Fear of renaming
Why renaming is harder than naming 2014-09-17 #programming #naming
I must not fear.
Fear is the mind-killer.
Fear is the little-death that brings total obliteration.
I will face my fear.
I will permit it to pass over me and through me.
And when it has gone past I will turn the inner eye to see its path.
Where the fear has gone there will be nothing.
Only I will remain.The litany against fear - Dune, Frank Herbert
Programmers agree that naming is hard. The only thing harder than naming is renaming, because it includes naming, plus other hard things. Renaming leads to fear of:
- change
- breaking things
- talking to people
- time spent not programming
- revising understanding.
You can deal with these fears by understanding them better. Then you won’t need the litany.
Renaming is change
Status quo has its own inertia, even in code. The difficulty of change is easy to underestimate, even at the small scale of a single variable name. This simply means accepting that renaming requires a non-trivial effort.
No-one plans for code to become legacy code, but it happens. When you become shy of changing code, the next thing to happen is that you realise that you are now maintaining legacy code. You may fear change, but you should fear legacy code more.
Change can break things
The next fear of renaming is that you will break the code. This is perhaps understandable, but not reasonable. If renaming breaks the code then you need better tools. You probably already have them.
The first tool you have for renaming is refactoring: first the book, then automated refactoring in your integrated development environments. The good news is that this refactoring tends to be safe and easy.
Renaming requires a conversation
Naming is somewhat subjective, once you get beyond code conventions you can agree on. This means that you are probably going to have to talk about renaming with other team members, more than you would have to for other code changes.
If you work in a non-confrontational team, then renaming can lead to fear of disagreement. If you understand this then you can learn to disagree (and learn and then agree) without confrontation.
Note that in the context of a software project, renaming something isn’t a big deal so if you can’t handle this then you have bigger problems than your code.
Renaming takes time
A more practical consideration is the equally reasonable fear of wasting time in discussion. It takes time to have a conversation, or even just to explain something.
Talking about renaming doesn’t have to take a long time, but probably takes longer than the refactoring itself. This will make you feel uncomfortable if your sense of productivity sees all non-coding activities as waste.

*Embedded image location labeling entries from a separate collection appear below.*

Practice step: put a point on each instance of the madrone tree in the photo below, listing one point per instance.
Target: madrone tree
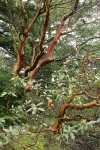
(71, 20)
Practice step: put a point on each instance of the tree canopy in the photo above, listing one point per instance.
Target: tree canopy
(52, 50)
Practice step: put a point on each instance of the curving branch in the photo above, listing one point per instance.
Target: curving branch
(20, 53)
(57, 125)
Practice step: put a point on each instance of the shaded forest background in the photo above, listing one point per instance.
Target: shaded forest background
(49, 74)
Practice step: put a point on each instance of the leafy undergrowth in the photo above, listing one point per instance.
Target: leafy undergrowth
(48, 141)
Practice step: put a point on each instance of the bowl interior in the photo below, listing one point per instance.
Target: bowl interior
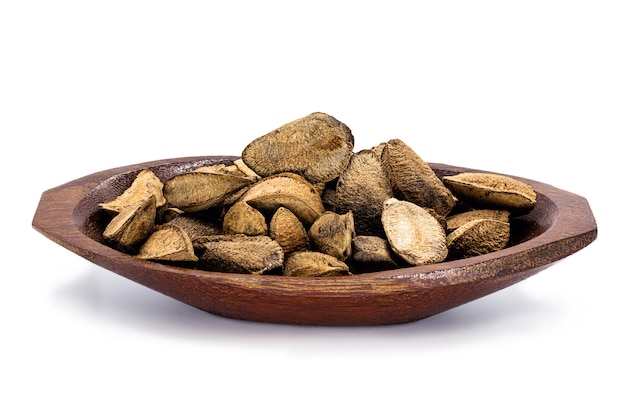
(91, 220)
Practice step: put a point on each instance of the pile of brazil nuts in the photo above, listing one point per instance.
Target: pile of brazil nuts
(301, 202)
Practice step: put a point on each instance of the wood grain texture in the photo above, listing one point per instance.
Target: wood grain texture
(561, 224)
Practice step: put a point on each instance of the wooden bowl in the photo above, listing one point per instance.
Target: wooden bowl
(561, 224)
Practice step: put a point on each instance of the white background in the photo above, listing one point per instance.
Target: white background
(535, 89)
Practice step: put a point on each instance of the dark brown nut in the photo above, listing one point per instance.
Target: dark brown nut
(288, 231)
(314, 264)
(197, 191)
(317, 147)
(243, 219)
(373, 253)
(495, 191)
(132, 225)
(332, 234)
(286, 190)
(457, 220)
(195, 227)
(478, 237)
(168, 243)
(143, 186)
(413, 233)
(239, 254)
(363, 189)
(413, 180)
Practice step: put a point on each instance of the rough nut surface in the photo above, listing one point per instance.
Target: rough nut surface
(363, 189)
(317, 146)
(486, 190)
(314, 264)
(478, 237)
(413, 180)
(413, 233)
(239, 254)
(286, 190)
(197, 191)
(288, 231)
(169, 243)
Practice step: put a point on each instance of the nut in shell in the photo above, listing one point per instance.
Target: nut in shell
(373, 253)
(146, 184)
(362, 189)
(241, 218)
(332, 234)
(413, 180)
(457, 220)
(288, 231)
(495, 191)
(197, 191)
(286, 190)
(133, 224)
(168, 243)
(478, 237)
(317, 146)
(239, 254)
(413, 233)
(314, 264)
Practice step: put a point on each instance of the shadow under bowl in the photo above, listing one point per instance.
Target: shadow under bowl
(561, 224)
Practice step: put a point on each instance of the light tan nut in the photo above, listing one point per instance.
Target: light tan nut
(168, 243)
(288, 231)
(239, 254)
(486, 190)
(413, 233)
(373, 253)
(457, 220)
(196, 227)
(317, 147)
(286, 190)
(132, 225)
(145, 184)
(241, 218)
(314, 264)
(332, 234)
(413, 180)
(197, 191)
(362, 189)
(478, 237)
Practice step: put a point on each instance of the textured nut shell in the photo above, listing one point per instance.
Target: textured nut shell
(413, 233)
(239, 254)
(457, 220)
(168, 243)
(195, 227)
(486, 190)
(143, 186)
(286, 190)
(373, 252)
(478, 237)
(243, 219)
(197, 191)
(332, 234)
(314, 264)
(133, 224)
(317, 147)
(363, 188)
(413, 180)
(288, 231)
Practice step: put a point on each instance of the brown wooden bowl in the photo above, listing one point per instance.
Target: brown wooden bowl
(561, 224)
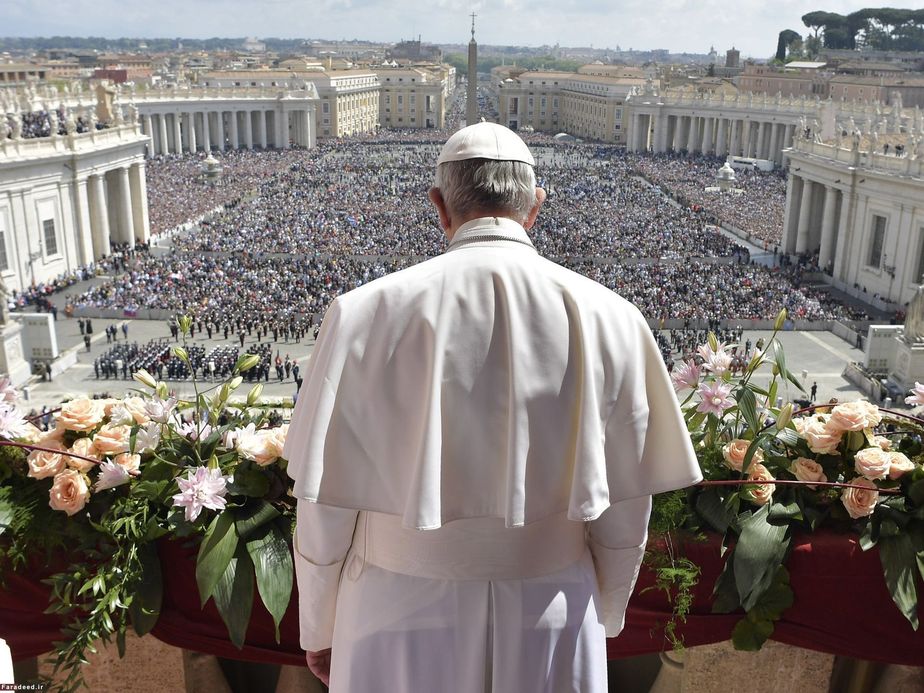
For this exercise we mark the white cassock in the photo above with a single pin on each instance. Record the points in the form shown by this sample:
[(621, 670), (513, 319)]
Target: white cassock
[(522, 415)]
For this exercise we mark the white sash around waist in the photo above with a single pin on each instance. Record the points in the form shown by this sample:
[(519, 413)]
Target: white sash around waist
[(471, 549)]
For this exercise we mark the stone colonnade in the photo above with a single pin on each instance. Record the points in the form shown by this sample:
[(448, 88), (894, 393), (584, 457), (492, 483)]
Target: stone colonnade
[(176, 128), (815, 216), (711, 133), (112, 208)]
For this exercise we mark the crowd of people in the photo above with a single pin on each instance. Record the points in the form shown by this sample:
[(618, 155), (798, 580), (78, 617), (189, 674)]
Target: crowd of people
[(297, 228), (756, 210)]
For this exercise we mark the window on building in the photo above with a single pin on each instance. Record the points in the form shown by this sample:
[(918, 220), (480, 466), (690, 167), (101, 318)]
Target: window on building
[(877, 239), (4, 258), (51, 240), (916, 279)]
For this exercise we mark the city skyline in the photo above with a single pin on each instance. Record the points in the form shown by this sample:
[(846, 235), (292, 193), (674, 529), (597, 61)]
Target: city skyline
[(677, 25)]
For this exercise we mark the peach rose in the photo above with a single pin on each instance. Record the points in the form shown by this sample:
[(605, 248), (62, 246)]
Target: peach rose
[(32, 433), (860, 502), (873, 463), (760, 493), (112, 440), (44, 464), (82, 414), (129, 462), (69, 492), (82, 446), (52, 435), (258, 447), (805, 469), (821, 439), (900, 465), (854, 416)]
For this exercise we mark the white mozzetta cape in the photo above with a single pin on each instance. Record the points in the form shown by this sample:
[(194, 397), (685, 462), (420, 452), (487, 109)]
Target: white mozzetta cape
[(487, 382)]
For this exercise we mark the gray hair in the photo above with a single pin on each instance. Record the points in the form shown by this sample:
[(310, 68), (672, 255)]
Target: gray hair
[(485, 184)]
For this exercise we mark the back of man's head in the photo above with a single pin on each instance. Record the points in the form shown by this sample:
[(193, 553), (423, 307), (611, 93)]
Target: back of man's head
[(486, 168)]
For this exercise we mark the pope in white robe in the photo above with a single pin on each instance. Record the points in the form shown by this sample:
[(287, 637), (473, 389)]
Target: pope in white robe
[(474, 450)]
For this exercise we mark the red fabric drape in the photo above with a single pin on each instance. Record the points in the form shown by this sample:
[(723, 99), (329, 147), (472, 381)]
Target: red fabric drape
[(841, 606)]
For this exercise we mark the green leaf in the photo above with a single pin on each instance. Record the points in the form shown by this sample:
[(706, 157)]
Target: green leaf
[(724, 594), (272, 565), (710, 506), (253, 516), (234, 595), (145, 606), (6, 514), (788, 437), (749, 635), (215, 554), (759, 553), (916, 492), (899, 563), (249, 481), (747, 403)]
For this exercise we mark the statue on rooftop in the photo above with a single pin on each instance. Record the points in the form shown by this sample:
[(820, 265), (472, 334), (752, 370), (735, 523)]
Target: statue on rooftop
[(914, 320)]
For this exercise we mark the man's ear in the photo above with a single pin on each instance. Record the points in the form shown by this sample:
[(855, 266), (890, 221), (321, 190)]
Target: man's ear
[(534, 212), (436, 197)]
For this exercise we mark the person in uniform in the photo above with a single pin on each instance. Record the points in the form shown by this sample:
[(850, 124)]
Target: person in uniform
[(474, 450)]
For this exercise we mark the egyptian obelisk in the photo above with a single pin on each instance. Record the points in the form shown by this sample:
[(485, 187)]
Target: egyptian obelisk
[(471, 104)]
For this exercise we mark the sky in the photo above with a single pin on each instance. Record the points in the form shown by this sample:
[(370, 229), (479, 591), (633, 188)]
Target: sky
[(692, 26)]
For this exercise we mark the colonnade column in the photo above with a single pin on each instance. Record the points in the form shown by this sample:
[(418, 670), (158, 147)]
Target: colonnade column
[(774, 143), (826, 252), (149, 131), (84, 225), (164, 147), (177, 133), (721, 146), (141, 224), (191, 120), (707, 135), (220, 129), (126, 218), (307, 129), (99, 216), (206, 132), (788, 136), (248, 129), (235, 142), (805, 209)]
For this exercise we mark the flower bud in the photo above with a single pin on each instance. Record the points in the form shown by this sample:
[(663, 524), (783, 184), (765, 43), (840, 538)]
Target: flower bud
[(785, 416), (145, 378), (254, 394), (780, 320)]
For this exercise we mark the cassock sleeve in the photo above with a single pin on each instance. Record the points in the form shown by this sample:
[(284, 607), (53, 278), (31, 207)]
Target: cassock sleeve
[(617, 542), (323, 536)]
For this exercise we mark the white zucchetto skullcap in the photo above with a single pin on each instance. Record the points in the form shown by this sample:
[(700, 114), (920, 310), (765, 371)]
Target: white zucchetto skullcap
[(485, 141)]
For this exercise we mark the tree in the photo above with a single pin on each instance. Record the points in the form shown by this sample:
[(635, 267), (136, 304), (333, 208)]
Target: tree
[(786, 39)]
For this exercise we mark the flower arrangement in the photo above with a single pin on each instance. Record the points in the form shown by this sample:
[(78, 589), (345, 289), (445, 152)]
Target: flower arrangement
[(772, 470), (114, 476)]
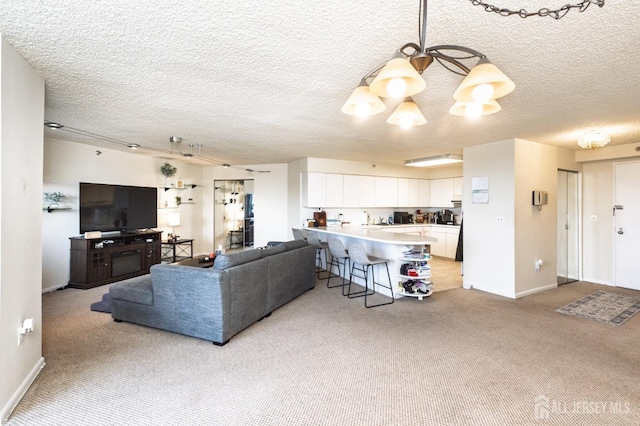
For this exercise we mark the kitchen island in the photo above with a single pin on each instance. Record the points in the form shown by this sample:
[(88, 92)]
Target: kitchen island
[(384, 242)]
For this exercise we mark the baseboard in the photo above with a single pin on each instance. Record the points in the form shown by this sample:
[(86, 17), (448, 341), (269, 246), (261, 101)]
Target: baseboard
[(22, 389), (610, 284), (50, 289), (469, 285), (535, 290)]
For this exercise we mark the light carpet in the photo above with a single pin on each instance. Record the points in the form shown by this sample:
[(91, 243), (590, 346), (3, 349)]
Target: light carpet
[(604, 307), (459, 357)]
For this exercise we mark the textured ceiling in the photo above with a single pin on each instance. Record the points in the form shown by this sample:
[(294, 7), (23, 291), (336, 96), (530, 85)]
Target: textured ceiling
[(260, 82)]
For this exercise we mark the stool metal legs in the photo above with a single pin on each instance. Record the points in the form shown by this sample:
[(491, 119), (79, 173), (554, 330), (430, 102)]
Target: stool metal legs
[(364, 269), (319, 268), (337, 262)]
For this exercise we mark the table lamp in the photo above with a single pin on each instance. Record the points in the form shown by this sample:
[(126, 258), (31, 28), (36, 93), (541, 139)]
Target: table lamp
[(174, 220)]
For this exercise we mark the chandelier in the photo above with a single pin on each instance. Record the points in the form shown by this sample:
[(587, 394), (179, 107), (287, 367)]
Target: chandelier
[(401, 77), (593, 139)]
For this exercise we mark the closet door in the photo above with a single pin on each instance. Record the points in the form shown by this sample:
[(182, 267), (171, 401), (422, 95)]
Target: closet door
[(568, 230)]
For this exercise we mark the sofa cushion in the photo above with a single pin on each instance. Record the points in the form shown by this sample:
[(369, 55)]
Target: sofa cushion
[(136, 290), (293, 244), (269, 251), (224, 261)]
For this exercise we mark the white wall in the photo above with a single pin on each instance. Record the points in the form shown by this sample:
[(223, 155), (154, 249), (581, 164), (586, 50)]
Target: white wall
[(535, 229), (21, 118), (489, 245), (66, 164)]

As with the fear of breaking code, this is an understandable but unreasonable fear. Programmers on software development teams are generally in no danger of spending too much time talking to each other about what they are doing. It is more likely that talking about renaming creates an opportunity for other important conversations about the code that are missing.
Renaming changes understanding
The scariest part of renaming is when you choose a new name because you realise that the previous understanding was wrong, or at least not as good as it could be. The most important kind of renaming is not when you find a better word for the same thing, but when you realise that the old name doesn’t mean exactly the same thing as the concept it represented.
This time, the conversation about renaming is not just to explain the change in the code: now you have to discuss the change in your understanding of the domain, or your model. This is perhaps the heart of domain-driven design.
Facing fear of renaming
Facing the natural fear of renaming will help you to prevent your code from becoming legacy code that no-one understands. You only need to remember a few things.
- Recognise the value in improving naming and domain model understanding.
- Refactor your code.
- Talk to each other.
- Be courageous.
After all, coming up with a name in the first place is hard enough.